In April of this year — 14 years after the law was passed — the FDA issued its first-ever notice of noncompliance with the FDAAA to Acceleron Pharma for failing to submit required summary results information on candidate drug dalantercept in combination with an FDA-approved drug, axitinib. These results were based on a phase 2 trial that reached its primary completion date in June 2017.

Acceleron not only missed its 2018 deadline for submitting results to ClinicalTrials.gov, but also ignored an initial warning that the FDA sent the company in July 2020, the researchers said.

Since then the FDA has issued two more notices of noncompliance — one to Accuitis for a phase 2 trial of a topical treatment for acne rosacea and another to an academic investigator for a phase 4 trial of a postoperative combination ice and analgesic treatment.

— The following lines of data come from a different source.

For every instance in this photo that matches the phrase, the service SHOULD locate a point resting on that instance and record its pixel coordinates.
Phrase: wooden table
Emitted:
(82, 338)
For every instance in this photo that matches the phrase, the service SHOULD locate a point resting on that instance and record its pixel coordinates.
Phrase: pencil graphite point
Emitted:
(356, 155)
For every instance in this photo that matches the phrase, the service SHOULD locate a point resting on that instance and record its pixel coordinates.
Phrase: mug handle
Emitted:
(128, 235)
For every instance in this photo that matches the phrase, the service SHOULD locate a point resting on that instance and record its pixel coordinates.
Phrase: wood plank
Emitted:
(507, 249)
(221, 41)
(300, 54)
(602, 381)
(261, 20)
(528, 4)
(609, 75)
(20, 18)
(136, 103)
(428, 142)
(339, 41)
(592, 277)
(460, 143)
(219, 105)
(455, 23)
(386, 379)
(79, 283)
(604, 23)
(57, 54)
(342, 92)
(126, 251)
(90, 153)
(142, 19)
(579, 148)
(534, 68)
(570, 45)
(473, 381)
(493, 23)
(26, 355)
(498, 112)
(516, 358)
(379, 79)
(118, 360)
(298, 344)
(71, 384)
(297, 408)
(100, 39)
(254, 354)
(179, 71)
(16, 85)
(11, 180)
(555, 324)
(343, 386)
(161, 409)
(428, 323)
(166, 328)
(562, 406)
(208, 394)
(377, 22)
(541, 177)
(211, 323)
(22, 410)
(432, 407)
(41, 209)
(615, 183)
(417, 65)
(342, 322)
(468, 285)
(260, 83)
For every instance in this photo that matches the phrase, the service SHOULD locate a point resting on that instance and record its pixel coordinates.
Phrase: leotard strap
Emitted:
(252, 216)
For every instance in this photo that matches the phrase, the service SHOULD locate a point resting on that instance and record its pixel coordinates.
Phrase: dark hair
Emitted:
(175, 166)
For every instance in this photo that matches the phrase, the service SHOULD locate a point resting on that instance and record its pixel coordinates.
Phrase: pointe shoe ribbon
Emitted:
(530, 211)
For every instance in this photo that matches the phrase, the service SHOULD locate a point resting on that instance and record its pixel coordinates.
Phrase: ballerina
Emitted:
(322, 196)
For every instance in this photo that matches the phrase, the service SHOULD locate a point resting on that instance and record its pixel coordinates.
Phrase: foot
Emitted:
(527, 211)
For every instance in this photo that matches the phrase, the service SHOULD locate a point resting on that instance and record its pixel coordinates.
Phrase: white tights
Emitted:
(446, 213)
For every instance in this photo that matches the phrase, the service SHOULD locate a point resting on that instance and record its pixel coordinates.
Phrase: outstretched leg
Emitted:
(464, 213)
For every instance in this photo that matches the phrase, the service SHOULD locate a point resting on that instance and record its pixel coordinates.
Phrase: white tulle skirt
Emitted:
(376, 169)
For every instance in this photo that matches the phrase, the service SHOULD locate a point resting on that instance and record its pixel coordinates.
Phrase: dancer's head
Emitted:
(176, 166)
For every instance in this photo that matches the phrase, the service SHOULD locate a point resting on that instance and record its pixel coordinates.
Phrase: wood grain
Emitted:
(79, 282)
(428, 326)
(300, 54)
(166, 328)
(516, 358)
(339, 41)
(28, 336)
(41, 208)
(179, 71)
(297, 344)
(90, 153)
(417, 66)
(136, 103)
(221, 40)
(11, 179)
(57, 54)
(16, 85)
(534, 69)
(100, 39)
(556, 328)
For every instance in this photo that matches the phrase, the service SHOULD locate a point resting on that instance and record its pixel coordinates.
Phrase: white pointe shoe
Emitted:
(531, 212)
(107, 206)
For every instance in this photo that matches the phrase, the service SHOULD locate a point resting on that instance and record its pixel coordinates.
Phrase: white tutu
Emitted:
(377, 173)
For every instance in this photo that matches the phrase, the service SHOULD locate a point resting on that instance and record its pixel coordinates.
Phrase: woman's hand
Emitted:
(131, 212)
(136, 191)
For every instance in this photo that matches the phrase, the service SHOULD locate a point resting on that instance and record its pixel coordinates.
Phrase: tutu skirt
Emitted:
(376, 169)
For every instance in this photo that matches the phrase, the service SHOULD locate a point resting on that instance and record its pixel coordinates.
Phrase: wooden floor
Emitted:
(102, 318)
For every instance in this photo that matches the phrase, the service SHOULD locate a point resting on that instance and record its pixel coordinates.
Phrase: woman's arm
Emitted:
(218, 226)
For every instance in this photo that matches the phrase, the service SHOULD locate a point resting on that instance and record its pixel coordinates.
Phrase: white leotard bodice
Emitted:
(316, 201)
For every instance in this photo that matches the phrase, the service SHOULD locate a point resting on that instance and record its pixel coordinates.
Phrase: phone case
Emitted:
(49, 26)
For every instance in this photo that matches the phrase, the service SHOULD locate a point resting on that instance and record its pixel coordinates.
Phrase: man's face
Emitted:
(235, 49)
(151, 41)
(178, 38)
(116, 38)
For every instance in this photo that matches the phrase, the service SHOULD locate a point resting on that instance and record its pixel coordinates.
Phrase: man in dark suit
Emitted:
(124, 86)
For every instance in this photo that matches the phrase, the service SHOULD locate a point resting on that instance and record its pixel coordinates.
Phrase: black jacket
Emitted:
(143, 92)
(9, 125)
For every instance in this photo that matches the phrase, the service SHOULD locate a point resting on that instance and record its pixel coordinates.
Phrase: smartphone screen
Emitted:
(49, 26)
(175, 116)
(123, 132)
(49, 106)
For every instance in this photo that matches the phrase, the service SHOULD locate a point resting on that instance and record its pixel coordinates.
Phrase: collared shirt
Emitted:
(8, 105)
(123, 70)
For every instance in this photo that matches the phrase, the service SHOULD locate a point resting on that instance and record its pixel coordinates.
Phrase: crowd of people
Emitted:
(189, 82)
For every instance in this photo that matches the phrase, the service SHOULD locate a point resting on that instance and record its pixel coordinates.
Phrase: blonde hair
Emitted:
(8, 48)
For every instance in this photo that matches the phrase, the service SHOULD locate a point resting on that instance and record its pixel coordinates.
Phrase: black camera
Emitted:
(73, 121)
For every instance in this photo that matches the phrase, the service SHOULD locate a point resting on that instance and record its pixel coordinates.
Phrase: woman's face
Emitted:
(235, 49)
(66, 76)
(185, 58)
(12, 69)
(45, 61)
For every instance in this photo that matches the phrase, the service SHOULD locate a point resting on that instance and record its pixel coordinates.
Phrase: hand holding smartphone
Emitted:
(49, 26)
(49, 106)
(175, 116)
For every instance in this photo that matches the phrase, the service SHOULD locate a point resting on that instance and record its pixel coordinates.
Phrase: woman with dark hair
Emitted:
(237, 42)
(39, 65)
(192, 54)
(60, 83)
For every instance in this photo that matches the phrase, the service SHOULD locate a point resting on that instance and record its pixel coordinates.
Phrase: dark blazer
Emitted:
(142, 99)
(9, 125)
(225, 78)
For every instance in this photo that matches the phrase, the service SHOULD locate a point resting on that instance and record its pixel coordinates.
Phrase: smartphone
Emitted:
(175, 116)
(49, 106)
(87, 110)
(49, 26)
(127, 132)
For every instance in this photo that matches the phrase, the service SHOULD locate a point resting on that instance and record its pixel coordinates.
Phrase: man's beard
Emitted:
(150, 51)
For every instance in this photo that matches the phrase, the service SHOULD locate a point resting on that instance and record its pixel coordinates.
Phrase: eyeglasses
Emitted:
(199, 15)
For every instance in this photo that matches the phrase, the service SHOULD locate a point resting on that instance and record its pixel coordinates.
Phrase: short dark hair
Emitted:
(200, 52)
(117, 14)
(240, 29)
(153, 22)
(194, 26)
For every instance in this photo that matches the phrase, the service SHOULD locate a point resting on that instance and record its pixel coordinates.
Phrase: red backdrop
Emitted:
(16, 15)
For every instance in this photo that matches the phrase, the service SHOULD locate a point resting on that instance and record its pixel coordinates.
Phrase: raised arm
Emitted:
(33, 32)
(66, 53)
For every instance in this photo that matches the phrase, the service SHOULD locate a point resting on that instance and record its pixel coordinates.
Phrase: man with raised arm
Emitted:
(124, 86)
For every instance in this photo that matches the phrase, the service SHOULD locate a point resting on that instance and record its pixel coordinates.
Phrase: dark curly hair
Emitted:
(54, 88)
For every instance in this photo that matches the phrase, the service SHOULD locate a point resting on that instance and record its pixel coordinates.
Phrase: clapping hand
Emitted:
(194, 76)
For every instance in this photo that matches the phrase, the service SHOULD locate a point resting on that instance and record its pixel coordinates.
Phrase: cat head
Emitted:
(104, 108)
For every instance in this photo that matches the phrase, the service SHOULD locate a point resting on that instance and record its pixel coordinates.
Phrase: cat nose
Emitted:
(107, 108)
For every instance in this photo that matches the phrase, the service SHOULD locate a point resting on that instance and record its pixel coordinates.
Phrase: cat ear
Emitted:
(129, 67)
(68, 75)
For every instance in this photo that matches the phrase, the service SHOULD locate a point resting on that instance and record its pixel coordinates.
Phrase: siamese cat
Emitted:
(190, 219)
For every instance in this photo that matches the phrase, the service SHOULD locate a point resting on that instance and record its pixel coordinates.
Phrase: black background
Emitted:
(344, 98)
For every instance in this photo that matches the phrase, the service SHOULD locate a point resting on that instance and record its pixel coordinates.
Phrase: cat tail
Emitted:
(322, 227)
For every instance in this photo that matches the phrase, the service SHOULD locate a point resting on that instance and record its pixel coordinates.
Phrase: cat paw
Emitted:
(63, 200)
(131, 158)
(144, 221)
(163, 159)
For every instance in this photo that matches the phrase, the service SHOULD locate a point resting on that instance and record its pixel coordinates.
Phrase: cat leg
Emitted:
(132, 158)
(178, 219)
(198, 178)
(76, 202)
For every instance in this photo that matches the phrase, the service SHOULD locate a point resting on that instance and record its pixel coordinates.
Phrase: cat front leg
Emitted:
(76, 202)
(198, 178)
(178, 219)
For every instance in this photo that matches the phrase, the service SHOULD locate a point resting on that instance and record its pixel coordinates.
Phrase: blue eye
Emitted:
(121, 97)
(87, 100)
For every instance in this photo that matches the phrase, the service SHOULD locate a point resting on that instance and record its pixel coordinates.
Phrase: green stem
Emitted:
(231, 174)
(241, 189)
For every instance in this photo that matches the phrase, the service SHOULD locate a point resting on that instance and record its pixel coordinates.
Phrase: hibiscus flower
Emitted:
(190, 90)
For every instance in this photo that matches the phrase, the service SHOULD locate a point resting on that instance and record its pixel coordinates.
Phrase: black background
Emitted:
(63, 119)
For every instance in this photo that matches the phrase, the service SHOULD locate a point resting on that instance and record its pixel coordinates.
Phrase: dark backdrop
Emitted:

In addition to not communicating nearly enough with trial sponsors about missing trial information, the researchers found that the FDA also did not communicate with other agencies such as the National Institutes of Health (NIH), even though the NIH and FDA share responsibility for enforcing FDAAA.

Rather than wait for the FDA to send pre-notices and notices, the NIH could use its own list of FDAAA 801 problems to identify noncompliant trials and send reminders to the responsible parties, the researchers said.

Additionally, if a responsible party is an NIH grantee, the NIH could also warn them that future grant funds may be withheld until the trial comes into compliance.

The researchers suggested that the FDA send more pre-notices, adding, “The FDA has yet to send Pre-Notices (or Notices) to thousands of responsible parties that have not reported results, including government sponsors such as the NIH.”

In lieu of relying on inconsistent on-site inspection investigations and third-party complaints to identify noncompliant trials, the researchers suggest that the FDA instead use a continually updated list of FDAAA 801 problems maintained by the NIH to quickly identify potential noncompliant trials and issue pre-notices as appropriate.

The FDA could also get more compliance by publicizing all pre-notices it issues, as opposed to sharing them only with the responsible parties. “Such transparency would improve public accountability and encourage prompt submission of missing information,” the researchers wrote.

Also, the pre-notices could show more teeth. The researchers suggest that the FDA include clear timelines for further enforcement actions if results remain unreported. Currently, pre-notices don’t say anything about when any enforcement actions will take place.

The researchers anticipate that the FDA’s response to these suggestions will be that they don’t have the necessary staff — to which the researchers suggest taking a risk-based approach to identifying where the enforcement efforts should be rather than not enforcing anything at all.

The FDA did not respond to a request for comment by press time.